Landscape depicting Massachusetts
Landscape depicting Massachusetts

Victor de Grailly
French View from Mount Holyoke, Massachusetts (and the Oxbow, Connecticut River) Oil on canvas
Museum purchase with funds provided by the 1072 Society, 2013 and the Susan Phillips Museum Acquisition Endowment

By Dennis Harper, curator of collections and exhibitions

One of the most significant American landscapes of the early nineteenth century is Thomas Cole’s View from Mount Holyoke, Northampton, Massachusetts, after a Thunderstorm––The Oxbow, done in 1836. This large painting at the Metropolitan Museum of Art in New York reflects the artist’s awareness of the American wilds being transformed by the forces of progress. Cole contrasts the distant valley’s well-tended farms and steam-powered trains with the foreground’s untamed wilderness, dominated by a blasted tree. The artist’s umbrella and other paraphernalia are packed and ready to be taken back down the bluff to civilization before the threatening thunderstorm erupts. The spectacular view of this curl in the Connecticut River was reason enough to depict this vista but Cole was equally taken with the possibility to reflect upon this young nation’s settlement and growth. Many historians have noted that Cole’s image was in fact a visual commentary on the doctrine of Manifest Destiny.

The image by Cole makes for an interesting comparison with the present painting, completed a few years later by the French artist Victor de Grailly, one of three known versions by the artist. The others are in the collections at Smith College Museum of Art (ca. 1840) and Mead Art Museum at Amherst College (ca. 1845). Though famous for his Hudson River School-style landscapes of the United States, de Grailly likely never traveled to America. Inspiration for this work and his many other American landscapes was the 1840 London publication American Scenery, containing detailed descriptions of American landmarks and tourist destinations with engravings after the artist William Henry Bartlett.
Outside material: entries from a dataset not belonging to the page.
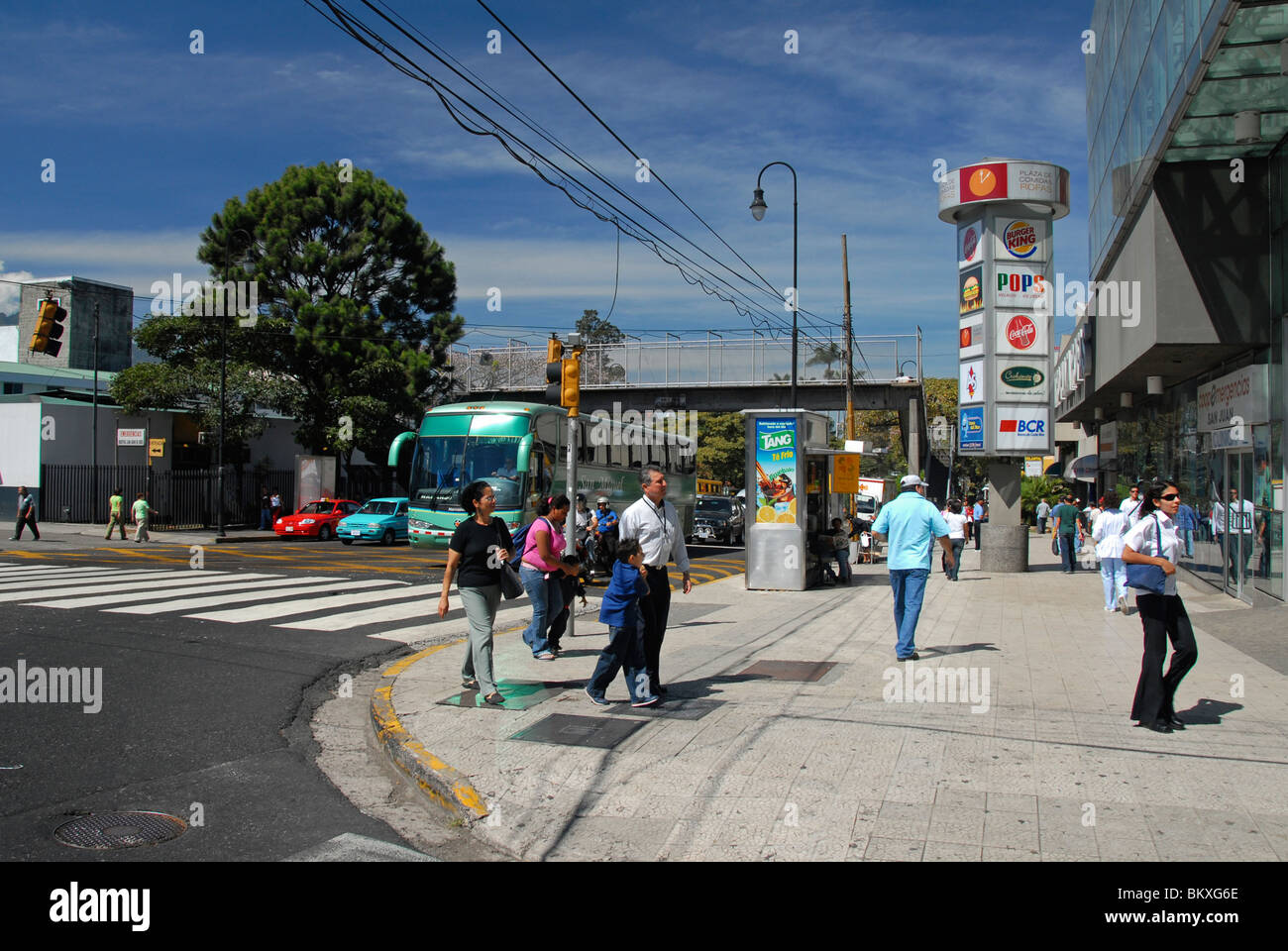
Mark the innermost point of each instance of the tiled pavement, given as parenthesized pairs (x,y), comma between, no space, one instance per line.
(1052,770)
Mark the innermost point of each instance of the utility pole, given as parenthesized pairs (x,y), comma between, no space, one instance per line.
(93,506)
(849,344)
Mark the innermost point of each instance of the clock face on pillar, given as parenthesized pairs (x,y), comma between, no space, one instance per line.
(983,182)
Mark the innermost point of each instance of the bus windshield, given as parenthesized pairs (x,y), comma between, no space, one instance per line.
(446,464)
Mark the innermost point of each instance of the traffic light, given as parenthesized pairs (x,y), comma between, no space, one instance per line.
(571,392)
(48,334)
(554,371)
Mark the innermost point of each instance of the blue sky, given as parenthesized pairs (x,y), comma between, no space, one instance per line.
(151,140)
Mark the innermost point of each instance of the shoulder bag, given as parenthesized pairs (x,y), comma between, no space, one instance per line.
(1149,578)
(510,583)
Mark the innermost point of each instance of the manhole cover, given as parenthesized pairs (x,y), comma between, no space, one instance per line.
(673,709)
(600,732)
(804,672)
(119,830)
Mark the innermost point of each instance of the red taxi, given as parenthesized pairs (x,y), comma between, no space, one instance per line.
(316,518)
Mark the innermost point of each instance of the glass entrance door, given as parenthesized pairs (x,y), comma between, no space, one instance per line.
(1237,517)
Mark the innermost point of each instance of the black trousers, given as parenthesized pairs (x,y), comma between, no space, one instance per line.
(1163,619)
(656,608)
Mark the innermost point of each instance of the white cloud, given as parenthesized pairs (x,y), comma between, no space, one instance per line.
(11,294)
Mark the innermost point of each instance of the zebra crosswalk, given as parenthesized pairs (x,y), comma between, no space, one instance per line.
(307,602)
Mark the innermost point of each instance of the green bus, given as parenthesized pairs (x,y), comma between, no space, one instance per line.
(522,451)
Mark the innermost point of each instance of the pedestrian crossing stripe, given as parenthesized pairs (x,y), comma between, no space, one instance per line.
(223,599)
(303,602)
(265,612)
(252,581)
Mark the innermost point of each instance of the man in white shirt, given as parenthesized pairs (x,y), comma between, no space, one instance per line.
(1129,505)
(656,525)
(1237,519)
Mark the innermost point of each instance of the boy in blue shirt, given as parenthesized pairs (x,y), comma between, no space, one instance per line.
(619,611)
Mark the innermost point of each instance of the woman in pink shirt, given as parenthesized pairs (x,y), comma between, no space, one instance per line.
(540,571)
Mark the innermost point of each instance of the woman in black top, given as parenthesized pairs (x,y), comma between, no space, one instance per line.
(478,549)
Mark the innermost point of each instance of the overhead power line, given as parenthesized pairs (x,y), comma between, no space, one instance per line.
(694,273)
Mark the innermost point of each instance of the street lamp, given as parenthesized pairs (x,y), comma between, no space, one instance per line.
(223,372)
(758,211)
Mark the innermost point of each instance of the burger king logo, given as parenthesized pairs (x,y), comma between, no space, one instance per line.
(1020,239)
(1021,333)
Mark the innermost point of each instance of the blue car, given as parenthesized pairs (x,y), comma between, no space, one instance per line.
(380,519)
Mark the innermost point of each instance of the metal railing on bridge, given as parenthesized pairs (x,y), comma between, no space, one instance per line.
(713,360)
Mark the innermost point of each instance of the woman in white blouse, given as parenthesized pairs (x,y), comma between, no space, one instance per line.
(1108,532)
(1153,540)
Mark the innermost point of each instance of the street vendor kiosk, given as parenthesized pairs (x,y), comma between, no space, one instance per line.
(789,492)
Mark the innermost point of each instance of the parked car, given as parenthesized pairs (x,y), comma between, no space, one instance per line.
(378,519)
(317,518)
(717,518)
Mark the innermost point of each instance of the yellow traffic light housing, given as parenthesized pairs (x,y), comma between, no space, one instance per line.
(554,371)
(47,337)
(571,392)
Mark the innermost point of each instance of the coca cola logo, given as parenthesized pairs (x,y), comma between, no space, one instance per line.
(1021,333)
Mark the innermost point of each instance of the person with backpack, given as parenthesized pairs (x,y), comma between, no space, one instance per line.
(540,569)
(26,515)
(116,513)
(476,555)
(619,611)
(142,513)
(1108,532)
(1153,541)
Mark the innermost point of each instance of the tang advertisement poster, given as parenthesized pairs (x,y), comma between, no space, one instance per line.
(776,471)
(970,291)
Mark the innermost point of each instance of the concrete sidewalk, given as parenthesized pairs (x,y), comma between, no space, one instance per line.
(1042,763)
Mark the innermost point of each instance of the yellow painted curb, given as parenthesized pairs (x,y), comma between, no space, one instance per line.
(446,787)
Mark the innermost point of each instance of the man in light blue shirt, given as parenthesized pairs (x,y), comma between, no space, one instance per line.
(911,523)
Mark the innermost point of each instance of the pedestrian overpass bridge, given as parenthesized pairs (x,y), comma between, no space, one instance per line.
(716,372)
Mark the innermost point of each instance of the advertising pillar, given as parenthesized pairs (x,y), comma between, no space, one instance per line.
(1004,211)
(777,500)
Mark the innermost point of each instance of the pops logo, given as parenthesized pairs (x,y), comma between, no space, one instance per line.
(1021,333)
(1020,239)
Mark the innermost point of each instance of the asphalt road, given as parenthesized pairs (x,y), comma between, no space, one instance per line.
(201,716)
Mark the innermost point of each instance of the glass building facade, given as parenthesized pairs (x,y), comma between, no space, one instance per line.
(1188,175)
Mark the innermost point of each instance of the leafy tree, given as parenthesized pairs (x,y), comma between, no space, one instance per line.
(187,375)
(827,355)
(721,446)
(599,337)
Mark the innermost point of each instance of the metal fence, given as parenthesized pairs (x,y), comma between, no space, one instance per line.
(713,360)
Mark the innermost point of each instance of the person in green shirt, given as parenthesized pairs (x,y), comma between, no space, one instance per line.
(1065,526)
(116,505)
(142,513)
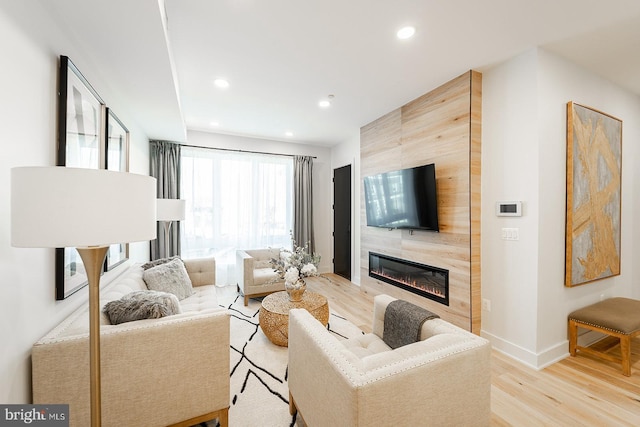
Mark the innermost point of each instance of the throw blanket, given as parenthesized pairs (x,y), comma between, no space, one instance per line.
(403,322)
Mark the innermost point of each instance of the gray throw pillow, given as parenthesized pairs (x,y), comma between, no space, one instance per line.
(169,277)
(156,262)
(140,305)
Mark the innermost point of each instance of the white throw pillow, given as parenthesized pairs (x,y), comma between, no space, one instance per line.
(169,277)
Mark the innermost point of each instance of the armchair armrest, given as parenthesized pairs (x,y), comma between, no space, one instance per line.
(397,387)
(201,271)
(244,269)
(320,369)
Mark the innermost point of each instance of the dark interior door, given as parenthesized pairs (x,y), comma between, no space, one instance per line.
(342,221)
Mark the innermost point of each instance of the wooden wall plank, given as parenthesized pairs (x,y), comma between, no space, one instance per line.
(441,127)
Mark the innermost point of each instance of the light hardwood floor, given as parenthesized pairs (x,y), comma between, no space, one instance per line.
(577,391)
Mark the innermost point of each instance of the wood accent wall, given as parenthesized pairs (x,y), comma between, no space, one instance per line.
(441,127)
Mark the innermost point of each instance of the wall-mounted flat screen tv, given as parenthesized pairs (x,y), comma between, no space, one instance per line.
(402,199)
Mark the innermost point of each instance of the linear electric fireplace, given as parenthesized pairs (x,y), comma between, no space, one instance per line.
(425,280)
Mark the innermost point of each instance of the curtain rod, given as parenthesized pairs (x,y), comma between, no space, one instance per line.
(242,151)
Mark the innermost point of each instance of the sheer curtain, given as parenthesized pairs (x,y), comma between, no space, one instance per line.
(234,201)
(165,167)
(303,202)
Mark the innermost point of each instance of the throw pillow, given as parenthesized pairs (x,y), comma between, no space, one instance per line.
(262,263)
(140,305)
(156,262)
(169,277)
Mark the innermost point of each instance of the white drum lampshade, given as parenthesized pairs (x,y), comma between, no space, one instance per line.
(89,209)
(55,207)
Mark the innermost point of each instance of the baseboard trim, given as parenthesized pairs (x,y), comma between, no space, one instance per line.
(537,361)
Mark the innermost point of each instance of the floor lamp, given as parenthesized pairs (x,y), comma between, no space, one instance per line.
(89,209)
(167,211)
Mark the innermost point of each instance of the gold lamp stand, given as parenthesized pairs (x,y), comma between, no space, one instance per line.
(93,260)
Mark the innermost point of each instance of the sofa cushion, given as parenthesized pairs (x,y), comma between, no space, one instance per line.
(140,305)
(365,345)
(169,277)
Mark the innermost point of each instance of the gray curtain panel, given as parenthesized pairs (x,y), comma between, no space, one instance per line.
(165,167)
(303,201)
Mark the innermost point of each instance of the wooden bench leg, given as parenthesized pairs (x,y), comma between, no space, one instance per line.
(573,337)
(292,405)
(625,350)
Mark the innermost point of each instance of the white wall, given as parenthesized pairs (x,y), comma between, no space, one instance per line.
(322,173)
(30,45)
(348,153)
(523,158)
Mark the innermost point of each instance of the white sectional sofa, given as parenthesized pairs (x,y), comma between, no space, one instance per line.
(155,372)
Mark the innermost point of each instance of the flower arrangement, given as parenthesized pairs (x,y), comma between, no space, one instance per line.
(294,265)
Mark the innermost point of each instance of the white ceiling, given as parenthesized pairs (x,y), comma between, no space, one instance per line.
(282,56)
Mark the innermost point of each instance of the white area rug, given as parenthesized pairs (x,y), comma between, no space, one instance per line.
(259,389)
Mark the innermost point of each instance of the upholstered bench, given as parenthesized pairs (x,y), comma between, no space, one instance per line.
(618,317)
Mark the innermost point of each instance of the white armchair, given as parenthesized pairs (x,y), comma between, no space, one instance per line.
(256,277)
(444,379)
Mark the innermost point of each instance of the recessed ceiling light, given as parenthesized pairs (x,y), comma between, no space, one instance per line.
(406,32)
(221,83)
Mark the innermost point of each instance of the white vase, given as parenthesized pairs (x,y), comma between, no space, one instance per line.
(295,290)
Although little is known of de Grailly’s life, it appears he pursued two distinct artistic careers. A student of the neo-classical painter Jean Victor Bertin, de Grailly was an active participant in the Paris academic salons for almost fifty years, exhibiting Romantic paintings inspired by Camille Corot for which he was awarded two medals. Outside the salon competitions, he produced a group of very marketable American landscapes, often, as in this case, in multiples. Though de Grailly was not the only painter to capitalize on the popular views in American Scenery, he was among the most successful. His receptive American audience is evidenced by the fact that his Hudson River School work was exhibited in Baltimore, Charleston, and New York between 1845 and 1858.

Since de Grailly’s canvas was intended as a popular scenic view it has less of the underlying allegoriy of Cole’s painting. Unlike Cole, who depicts the raw natural setting of the overlook, de Grailly features a park-like setting inhabited by a group of fashionable figures on an outing wearing top hats and sweeping full skirts. In the distance we view a flourishing and well-established valley crowned by a bright sky spotted with voluminous clouds. De Grailly’s image characterizes the New World as an idyllic place of order, reason, and prosperity––something that would appeal to both a European’s fantasy of America and to the enthusiastic aspirations of his optimistic American clientele.